Equity Linked Savings Scheme (ELSS) funds are essentially diversified equity funds and carry the same risks.

In fact, the risk is higher in ELSS funds because you can not exit before 3 years.

However, the average ELSS fund has performed better than the average diversified equity fund in the past 5 years. While the ELLS category has given 15% annualised returns, the diversified funds have given 14%.

This is partly because a large number of equity diversified funds pull down the average returns. However, not all ELSS funds have performed so well. While the best performing ELSS fund has given 22% annualised return in the past 5 years, the worst performer has given only 4%. So, choosing the right fund is crucial.


(2) What is the taxability..?

ELSS funds fall under the exemptexempt-exempt (EEE) category. Investments get tax deduction under Income Tax Section 80 C, so you do not have to pay tax on the amount invested in the ELSS fund.

The capital gains generated by the fund are also exempt from tax as the investments are not withdrawn. Finally, withdrawals are also tax-free because there is no tax payable on long-term capital gains from equity-oriented mutual funds.

Since the holding period necessarily exceeds one year, there is no capital gains tax. The Employee Provident Fund and the Public Provident Fund are the only other investment options that enjoy the EEE tax treatment.

(3) What is the lock-in period..?

All tax-saving investments have lock-in periods ranging from 3 to 15 years. ELSS funds have a lock-in period of 3 years, the shortest among all Section 80 C investment options. While this reduces liquidity and prevents the investor from making changes, it can be a blessing in disguise. From 2014-15, maximum ELSS Tax savings is Rs. 1.5 lakh. 

It also means that redemptions are not a worry for the fund manager and he can take long-term investment decisions, which generally prove beneficial for the fund. For the investors who take the SIP route, each monthly instalment is treated as a separate investment and gets locked in for three years.

So, the SIP started in July 2014 will be eligible for withdrawal in July 2017. Similarly, the SIP invested in August 2014 will be open for withdrawal only in August 2017.

(4) Growth or / dividend.. ?

You can opt for the growth, dividend or dividend reinvestment plan. The growth plan is the cumulative option under which your investment will keep growing till you redeem it. In the dividend plan, the fund gives some amount back to if the fund's NAV has risen.

The dividend received by the investor are taxfree. Do not make the mistake of opting for the dividend reinvestment plan, under which the dividend payout is reinvested to buy more units of the scheme.

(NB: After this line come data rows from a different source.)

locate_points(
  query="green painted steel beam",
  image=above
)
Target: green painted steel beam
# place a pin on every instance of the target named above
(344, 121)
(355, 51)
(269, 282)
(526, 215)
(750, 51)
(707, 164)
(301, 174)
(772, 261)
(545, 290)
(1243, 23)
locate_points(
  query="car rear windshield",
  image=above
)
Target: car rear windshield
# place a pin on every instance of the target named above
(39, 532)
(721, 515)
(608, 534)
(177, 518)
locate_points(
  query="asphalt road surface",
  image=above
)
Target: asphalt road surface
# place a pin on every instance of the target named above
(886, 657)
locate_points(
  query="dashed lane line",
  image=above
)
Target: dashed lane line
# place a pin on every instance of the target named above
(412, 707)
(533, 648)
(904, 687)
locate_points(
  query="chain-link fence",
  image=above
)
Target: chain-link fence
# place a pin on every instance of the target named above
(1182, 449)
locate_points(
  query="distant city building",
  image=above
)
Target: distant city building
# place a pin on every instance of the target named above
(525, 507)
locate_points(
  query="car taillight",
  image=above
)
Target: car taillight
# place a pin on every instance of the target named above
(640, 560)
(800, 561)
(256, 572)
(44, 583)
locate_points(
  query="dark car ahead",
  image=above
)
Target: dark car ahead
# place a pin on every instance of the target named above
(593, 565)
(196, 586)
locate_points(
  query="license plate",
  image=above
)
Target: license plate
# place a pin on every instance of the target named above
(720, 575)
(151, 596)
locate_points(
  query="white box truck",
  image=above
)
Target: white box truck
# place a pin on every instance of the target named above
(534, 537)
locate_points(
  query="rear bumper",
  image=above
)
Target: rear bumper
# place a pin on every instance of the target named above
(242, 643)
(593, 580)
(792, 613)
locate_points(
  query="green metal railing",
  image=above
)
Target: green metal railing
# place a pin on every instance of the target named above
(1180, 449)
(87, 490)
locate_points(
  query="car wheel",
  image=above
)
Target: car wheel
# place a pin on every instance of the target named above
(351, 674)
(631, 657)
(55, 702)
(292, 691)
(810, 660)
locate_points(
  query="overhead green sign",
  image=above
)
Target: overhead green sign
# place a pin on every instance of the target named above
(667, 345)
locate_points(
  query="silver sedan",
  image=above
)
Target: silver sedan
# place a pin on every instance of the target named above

Everytime this happens, the new units get locked in for another 3 years. So when you want to exit, there will always be some units still locked in. If you are stuck in the dividend reinvestment plan, you can write to the fund house and shift to the dividend payout plan.

(5) What is the threshold..?

Most equity funds have a minimum investment limit of Rs. 5,000, but ELSS funds have a lower threshold of  Rs. 500.

Newbie investors who want to test the waters before jumping in will find this especially useful. These funds also offer a greater flexibility to investors. Unlike an insurance plan or a unit-linked insurance plan (Ulip), you don't have to commit multi-year investments. Even a one-time investment of  Rs. 500 can be held till perpetuity. In the PPF, the investor must make at least one contribution in a year or pay a penalty.

However, there is no such compulsion in ELSS funds.